La (non)soluzione al dilemma cinese, potrebbe dunque stare nel mezzo. In quella “realpolitik geoeconomica” per cui la Cina sa bene che, per quanti proclami possano fare, Stati Uniti ed Europa non possono permettersi di chiudere del tutto le porte alle capacità produttive cinesi. È una questione di costi, di prezzi, di inflazione, di tenuta sociale ed economica delle loro democrazie. Come ha ricordato Xi in occasione della visita di Scholz: “Le esportazioni cinesi hanno arricchito le forniture del mercato globale e allentato la pressione inflazionistica, oltre ad aver fornito un grande contributo agli sforzi globali per affrontare il cambiamento climatico e la transizione verde.”
Lo stesso viaggio di Scholz ha dimostrato che la Germania, e per estensione l’Europa hanno bisogno di tenere aperti i canali commerciali con il mercato cinese, la cui domanda sarà pure debole ma è demograficamente insostituibile. Lo dimostra il fatto che, per la seconda volta, al seguito di Scholz c’erano anche i grandi ciambellani dell’industria tedesca (dell’auto e non solo).
Persino gli Stati Uniti usano con la Cina una sorta di strategia “poliziotto buono e poliziotto cattivo”, che vede nei panni del primo la segretaria al commercio Janet Yellen.
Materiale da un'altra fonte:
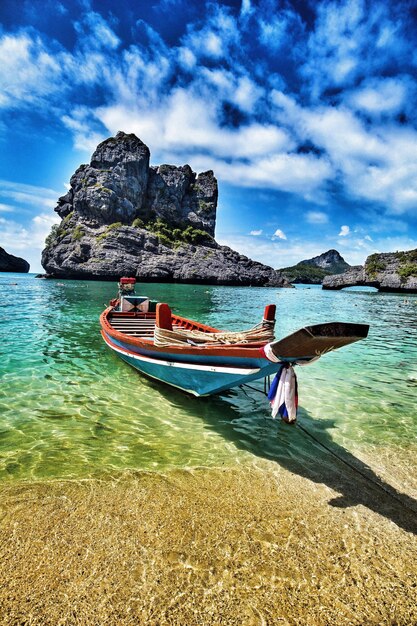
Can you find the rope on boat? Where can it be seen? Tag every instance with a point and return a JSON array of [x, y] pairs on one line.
[[180, 336]]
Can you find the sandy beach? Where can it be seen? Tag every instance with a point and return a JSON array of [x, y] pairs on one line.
[[244, 545]]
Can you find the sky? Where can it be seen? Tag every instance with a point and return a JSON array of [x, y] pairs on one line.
[[306, 112]]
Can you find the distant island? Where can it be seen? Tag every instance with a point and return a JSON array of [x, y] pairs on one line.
[[122, 216], [387, 271], [312, 271], [10, 263]]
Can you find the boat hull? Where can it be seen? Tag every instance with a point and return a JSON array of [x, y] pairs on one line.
[[199, 379]]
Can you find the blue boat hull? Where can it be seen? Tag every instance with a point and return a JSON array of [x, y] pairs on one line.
[[199, 379]]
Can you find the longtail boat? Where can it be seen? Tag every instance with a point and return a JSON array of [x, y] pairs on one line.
[[203, 360]]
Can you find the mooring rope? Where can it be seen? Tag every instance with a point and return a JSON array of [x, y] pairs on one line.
[[355, 469]]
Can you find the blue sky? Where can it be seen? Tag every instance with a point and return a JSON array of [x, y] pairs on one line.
[[306, 112]]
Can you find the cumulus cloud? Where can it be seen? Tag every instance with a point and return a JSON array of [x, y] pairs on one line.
[[321, 111], [27, 240], [280, 234], [316, 217], [28, 195]]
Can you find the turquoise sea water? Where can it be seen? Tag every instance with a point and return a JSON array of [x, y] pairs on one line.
[[70, 408]]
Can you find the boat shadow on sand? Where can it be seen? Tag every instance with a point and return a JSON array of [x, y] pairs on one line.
[[306, 449]]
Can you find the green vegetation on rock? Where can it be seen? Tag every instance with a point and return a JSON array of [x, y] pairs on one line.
[[407, 270], [303, 273], [374, 265], [78, 233], [174, 237]]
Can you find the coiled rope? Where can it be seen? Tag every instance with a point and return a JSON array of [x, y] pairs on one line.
[[180, 336]]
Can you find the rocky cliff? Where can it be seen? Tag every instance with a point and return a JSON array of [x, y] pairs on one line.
[[10, 263], [312, 271], [392, 271], [123, 216]]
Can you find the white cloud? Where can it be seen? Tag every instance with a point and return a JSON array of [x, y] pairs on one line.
[[27, 241], [277, 255], [344, 231], [28, 195], [27, 70], [380, 95], [280, 234], [316, 217], [246, 8]]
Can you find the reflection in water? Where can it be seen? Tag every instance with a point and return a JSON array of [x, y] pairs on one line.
[[71, 408], [316, 457]]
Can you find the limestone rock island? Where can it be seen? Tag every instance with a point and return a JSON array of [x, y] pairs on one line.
[[10, 263], [122, 216], [387, 271]]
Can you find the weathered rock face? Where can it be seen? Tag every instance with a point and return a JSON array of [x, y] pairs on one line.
[[119, 186], [10, 263], [390, 271], [156, 223], [312, 271], [137, 252], [331, 261]]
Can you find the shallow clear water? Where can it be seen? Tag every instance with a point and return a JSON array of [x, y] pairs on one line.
[[70, 408]]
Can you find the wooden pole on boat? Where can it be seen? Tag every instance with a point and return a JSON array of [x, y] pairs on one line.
[[163, 316]]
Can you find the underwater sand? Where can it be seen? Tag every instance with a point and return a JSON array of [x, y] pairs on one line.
[[125, 502], [244, 546]]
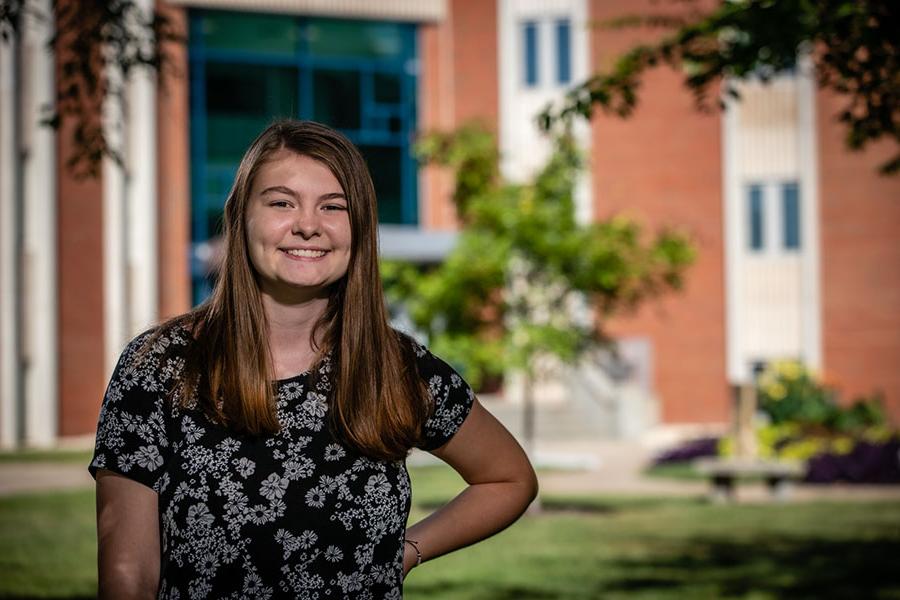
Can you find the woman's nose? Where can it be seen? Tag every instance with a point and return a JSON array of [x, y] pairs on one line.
[[306, 223]]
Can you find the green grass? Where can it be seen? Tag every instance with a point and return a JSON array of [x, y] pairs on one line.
[[580, 547], [53, 456]]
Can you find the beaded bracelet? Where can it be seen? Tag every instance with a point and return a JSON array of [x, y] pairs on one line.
[[415, 546]]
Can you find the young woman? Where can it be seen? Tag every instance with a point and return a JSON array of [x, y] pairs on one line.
[[254, 447]]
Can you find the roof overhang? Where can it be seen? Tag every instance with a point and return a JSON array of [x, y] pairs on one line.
[[394, 10]]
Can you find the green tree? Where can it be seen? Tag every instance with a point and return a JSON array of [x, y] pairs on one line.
[[525, 280], [854, 47], [98, 44]]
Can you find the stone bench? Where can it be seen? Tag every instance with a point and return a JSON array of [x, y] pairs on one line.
[[724, 473]]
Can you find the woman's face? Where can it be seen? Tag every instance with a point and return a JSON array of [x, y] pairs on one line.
[[298, 226]]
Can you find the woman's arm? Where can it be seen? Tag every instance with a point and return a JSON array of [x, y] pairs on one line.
[[127, 538], [501, 486]]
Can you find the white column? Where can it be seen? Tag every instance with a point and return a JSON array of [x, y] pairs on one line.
[[811, 289], [9, 249], [40, 234], [141, 198], [115, 245]]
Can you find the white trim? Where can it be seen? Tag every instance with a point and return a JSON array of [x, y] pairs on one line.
[[734, 237], [399, 10], [40, 236], [9, 285], [809, 215]]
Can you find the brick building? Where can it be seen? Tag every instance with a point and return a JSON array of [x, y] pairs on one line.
[[797, 236]]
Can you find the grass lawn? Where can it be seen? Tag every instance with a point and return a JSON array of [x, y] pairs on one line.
[[579, 548]]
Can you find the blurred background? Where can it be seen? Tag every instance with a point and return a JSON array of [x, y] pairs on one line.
[[727, 219]]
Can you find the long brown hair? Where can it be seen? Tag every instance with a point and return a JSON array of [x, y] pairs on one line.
[[378, 404]]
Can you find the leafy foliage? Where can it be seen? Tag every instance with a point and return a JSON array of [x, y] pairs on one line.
[[98, 43], [790, 393], [853, 44], [518, 282]]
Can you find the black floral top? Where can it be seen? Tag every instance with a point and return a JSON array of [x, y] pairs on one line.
[[292, 515]]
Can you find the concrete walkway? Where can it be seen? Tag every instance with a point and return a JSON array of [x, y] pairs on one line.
[[611, 467]]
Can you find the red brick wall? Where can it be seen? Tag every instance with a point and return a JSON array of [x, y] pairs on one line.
[[458, 83], [475, 60], [860, 263], [173, 180], [82, 373], [663, 166]]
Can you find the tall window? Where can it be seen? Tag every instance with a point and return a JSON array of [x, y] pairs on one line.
[[756, 209], [773, 217], [530, 45], [563, 51], [790, 211], [248, 69]]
La quale, nel corso della sua visita a Pechino di inizio aprile, ha certo sottolineato il problema degli eccessi produttivi cinesi ma ha anche rimarcato la necessità di mantenere in vita la “cooperazione economica” tra Cina e USA.
Le relazioni tra Cina ed economie occidentali (ammesso che si potrà parlarne ancora a lungo in termini di blocco) potrebbero continuare insomma nel segno di una co-dipendenza, in cui entrambi gli attori cercano di ottenere il massimo concedendo il minimo, mentre corrono la corsa a chi saprà meglio dominare e scatenare le “nuove forze produttive” delle future tecnologie.
Come tuttavia ci ricordano gli psicologi, nei legami di co-dipendenza c’è spesso, intrinseco, un elevato grado di tossicità. È indubbiamente il caso della relazione – sempre più infelice e turbolenta tanto al loro interno quanto nelle loro interazioni esterne – tra Cina e Occidente. La domanda è quanto a lungo essa potrà ancora deteriorarsi prima di esplodere.